Mangaluru: A man, who got paralysed neck down at the age of 26 in a road accident, has taken it as a mission of his life to make Indian roads safer. He lives in Chandigarh, where around 1 crore liquor bottles were sold between April 1, 2016, and March 28 this year. According to the excise policy, released by Chandigarh administration last Thursday, the residents of the city consume 30,000 liquor bottles daily on an average. And, he procured an order from the Supreme Court in December last year that directed all the liquor shops and poppy husks vends along the highways across the country to down the shutters.

Meet Harman Singh Sidhu – man who tirelessly works to make roads safer. Harman Singh Sidhu was only 26 when a road accident confined him to his wheelchair. Sidhu had gone to Renuka Lake in Himachal Pradesh. It was the month of October and winter was setting in. On his way back home with his three friends, Sidhu spotted a leopard cub as the sun was waiting to rise up on the horizon in the jungle. They followed the cub expecting to see more wild animals. But, his car skidded off the hilly road.

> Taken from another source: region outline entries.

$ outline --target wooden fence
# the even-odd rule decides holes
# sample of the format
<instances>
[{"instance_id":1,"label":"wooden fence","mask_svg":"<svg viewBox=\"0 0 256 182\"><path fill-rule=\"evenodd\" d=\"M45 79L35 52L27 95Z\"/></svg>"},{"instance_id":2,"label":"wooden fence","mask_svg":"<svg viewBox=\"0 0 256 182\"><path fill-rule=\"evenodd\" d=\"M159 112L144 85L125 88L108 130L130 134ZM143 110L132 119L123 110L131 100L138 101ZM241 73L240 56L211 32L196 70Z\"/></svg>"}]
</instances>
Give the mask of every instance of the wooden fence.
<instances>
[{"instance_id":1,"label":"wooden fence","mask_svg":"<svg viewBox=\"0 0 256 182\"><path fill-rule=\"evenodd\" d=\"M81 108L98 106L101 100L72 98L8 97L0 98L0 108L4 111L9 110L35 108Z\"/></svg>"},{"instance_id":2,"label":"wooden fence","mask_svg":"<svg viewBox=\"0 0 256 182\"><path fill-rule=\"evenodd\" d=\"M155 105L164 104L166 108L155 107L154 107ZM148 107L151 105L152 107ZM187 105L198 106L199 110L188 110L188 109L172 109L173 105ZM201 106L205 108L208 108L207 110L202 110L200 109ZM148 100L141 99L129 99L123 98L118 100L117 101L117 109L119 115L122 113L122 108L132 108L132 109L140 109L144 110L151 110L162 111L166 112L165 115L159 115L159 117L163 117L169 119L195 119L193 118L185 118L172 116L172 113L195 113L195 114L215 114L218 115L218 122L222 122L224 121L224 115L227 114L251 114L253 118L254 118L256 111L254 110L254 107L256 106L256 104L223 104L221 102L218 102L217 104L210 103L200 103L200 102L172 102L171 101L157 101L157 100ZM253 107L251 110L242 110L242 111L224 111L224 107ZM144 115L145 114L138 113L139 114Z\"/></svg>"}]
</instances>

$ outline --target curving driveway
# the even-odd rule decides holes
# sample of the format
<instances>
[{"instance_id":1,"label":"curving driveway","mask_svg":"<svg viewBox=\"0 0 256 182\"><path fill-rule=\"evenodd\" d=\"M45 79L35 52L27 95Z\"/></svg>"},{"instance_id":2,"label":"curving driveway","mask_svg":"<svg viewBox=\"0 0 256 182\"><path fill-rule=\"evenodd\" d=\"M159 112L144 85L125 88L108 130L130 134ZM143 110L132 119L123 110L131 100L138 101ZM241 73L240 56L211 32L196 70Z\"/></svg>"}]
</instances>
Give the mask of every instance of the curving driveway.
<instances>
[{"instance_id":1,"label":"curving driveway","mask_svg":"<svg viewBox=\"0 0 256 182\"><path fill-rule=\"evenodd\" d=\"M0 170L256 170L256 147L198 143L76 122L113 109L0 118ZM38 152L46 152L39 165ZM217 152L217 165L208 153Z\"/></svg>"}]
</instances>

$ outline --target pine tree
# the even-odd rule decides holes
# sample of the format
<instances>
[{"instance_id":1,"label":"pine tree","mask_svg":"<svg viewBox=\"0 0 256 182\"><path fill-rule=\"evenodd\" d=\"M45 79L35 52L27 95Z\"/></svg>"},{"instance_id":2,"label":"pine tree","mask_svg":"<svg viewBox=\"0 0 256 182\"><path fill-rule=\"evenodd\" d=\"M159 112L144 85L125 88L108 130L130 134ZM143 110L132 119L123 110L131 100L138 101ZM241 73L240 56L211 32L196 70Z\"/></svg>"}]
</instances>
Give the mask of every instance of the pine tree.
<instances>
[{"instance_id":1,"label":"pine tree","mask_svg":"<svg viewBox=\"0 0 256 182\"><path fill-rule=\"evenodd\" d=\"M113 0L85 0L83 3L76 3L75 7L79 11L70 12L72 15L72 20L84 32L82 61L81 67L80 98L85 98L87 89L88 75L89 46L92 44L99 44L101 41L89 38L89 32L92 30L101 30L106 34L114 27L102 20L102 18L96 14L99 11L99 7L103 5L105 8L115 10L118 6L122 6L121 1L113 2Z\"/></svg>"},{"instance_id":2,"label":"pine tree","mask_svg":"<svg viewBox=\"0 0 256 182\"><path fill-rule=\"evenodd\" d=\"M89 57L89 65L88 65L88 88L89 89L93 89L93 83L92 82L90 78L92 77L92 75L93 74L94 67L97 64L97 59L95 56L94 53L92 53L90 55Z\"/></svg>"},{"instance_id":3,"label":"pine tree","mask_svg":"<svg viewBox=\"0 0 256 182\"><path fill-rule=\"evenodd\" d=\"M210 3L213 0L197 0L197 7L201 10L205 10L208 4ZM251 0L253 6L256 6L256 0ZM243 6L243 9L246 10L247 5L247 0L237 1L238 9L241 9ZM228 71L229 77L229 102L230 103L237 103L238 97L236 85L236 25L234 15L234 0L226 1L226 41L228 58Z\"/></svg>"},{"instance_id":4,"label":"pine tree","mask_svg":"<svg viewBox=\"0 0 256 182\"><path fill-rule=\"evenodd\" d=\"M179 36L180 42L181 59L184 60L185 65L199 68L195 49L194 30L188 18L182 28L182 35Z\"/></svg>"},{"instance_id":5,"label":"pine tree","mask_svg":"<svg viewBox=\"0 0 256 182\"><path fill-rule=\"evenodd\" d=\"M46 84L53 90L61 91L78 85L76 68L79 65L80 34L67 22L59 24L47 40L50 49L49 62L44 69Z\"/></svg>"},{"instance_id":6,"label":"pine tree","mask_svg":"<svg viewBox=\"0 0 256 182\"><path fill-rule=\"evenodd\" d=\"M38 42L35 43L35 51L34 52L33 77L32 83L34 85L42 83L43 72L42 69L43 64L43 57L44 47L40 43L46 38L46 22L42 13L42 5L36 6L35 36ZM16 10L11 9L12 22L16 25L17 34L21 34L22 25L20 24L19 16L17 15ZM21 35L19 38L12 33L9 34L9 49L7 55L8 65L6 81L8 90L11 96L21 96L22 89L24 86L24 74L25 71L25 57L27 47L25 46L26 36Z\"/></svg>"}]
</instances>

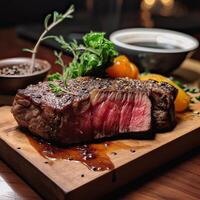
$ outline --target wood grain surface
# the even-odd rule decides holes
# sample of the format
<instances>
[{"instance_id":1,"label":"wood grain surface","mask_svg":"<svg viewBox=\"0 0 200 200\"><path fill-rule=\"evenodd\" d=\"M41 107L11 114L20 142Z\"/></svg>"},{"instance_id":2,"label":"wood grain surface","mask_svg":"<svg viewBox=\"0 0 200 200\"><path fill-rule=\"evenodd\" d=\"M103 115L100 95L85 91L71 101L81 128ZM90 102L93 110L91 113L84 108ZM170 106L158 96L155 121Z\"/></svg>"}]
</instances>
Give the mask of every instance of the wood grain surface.
<instances>
[{"instance_id":1,"label":"wood grain surface","mask_svg":"<svg viewBox=\"0 0 200 200\"><path fill-rule=\"evenodd\" d=\"M0 58L24 56L23 47L31 47L31 43L18 39L14 29L0 30ZM46 48L41 48L39 57L48 59L52 64L54 58ZM196 53L199 58L199 52ZM66 58L68 61L69 59ZM178 70L178 76L186 76L191 83L195 80L199 85L200 65L193 62L189 68ZM195 70L190 70L195 68ZM53 66L53 70L56 67ZM189 78L189 79L188 79ZM2 117L2 115L1 115ZM130 181L104 199L200 199L200 149L196 148L173 162L167 163L151 174L137 181ZM36 199L41 197L24 182L16 173L0 161L0 199Z\"/></svg>"}]
</instances>

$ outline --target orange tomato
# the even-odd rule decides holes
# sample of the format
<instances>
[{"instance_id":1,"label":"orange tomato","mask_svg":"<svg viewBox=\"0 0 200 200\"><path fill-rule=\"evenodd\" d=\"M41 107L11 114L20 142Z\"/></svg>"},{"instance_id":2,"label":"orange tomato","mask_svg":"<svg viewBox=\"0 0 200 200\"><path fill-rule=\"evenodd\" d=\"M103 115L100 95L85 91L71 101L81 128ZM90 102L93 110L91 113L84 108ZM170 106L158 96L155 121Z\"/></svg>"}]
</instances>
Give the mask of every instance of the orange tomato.
<instances>
[{"instance_id":1,"label":"orange tomato","mask_svg":"<svg viewBox=\"0 0 200 200\"><path fill-rule=\"evenodd\" d=\"M139 76L139 70L136 65L124 55L116 57L113 65L106 69L106 73L112 78L128 77L138 79Z\"/></svg>"},{"instance_id":2,"label":"orange tomato","mask_svg":"<svg viewBox=\"0 0 200 200\"><path fill-rule=\"evenodd\" d=\"M190 97L187 93L181 89L178 85L176 85L172 80L169 78L159 75L159 74L144 74L140 76L140 80L156 80L158 82L167 82L170 85L174 86L178 89L178 94L175 99L175 110L176 112L183 112L189 106Z\"/></svg>"}]
</instances>

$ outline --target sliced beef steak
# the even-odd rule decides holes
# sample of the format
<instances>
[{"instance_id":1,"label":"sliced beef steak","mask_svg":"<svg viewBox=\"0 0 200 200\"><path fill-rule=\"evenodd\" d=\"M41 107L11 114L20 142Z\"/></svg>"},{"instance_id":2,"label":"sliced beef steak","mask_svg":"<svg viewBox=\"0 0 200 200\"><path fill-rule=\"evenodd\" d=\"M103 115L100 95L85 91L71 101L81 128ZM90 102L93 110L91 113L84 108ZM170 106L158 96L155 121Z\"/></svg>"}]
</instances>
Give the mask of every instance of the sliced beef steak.
<instances>
[{"instance_id":1,"label":"sliced beef steak","mask_svg":"<svg viewBox=\"0 0 200 200\"><path fill-rule=\"evenodd\" d=\"M63 144L171 130L177 90L167 83L79 77L55 94L48 82L19 90L12 113L21 127Z\"/></svg>"}]
</instances>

Sidhu was in the backseat as he watched his car spinning like a top before falling 70 feet deep. Sidhu suffered major injuries in his spinal cord rendering him paralysed neck down. Sidhu took some time to come to the terms that at the age of 26 his fate was confined to the wheels of a chair. But, in two years’ time, Sidhu was determined to make Indian roads safer. Sidhu founded NGO Arrive SAFE, which has led several road safety awareness campaigns in association with World Health Organization and the United Nations. Arrive SAFE founder Harman Singh Sidhu, who filed PIL leading to a ban on liquor sale along the highways.

At Arrive SAFE, Sidhu was involved with many surveys on road safety. While conducting these surveys Sidhu noticed the number of people dying in accidents caused by drunken driving. According to Arrive SAFE website, driving under the influence of alcohol finally is responsible for 30 to 50 per cent of road deaths and serious causalities worldwide. It further says about one-third of the drivers of motorized two-wheelers in Delhi and about 44 per cent of crash victims in Bengaluru were found to be under the influence of alcohol in a study.

Sidhu made up his mind to file a PIL. But, he first sought data through RTI. According to the RTI response of the National Highway Authority of India there were 185 liquor shops vends on a 291 kilometres stretch of National Highway 1 in Punjab and Haryana alone. This meant that there was one liquor shop vend at every 1.5 kilometers on the highway. PILs were filed in the High Courts of Punjab and Haryana and Rajasthan. The high courts gave favourable judgment’s. The states moved the Supreme Court, which imposed a ban on liquor shops and poppy husks vends along the highways across the country which came into force on April 1.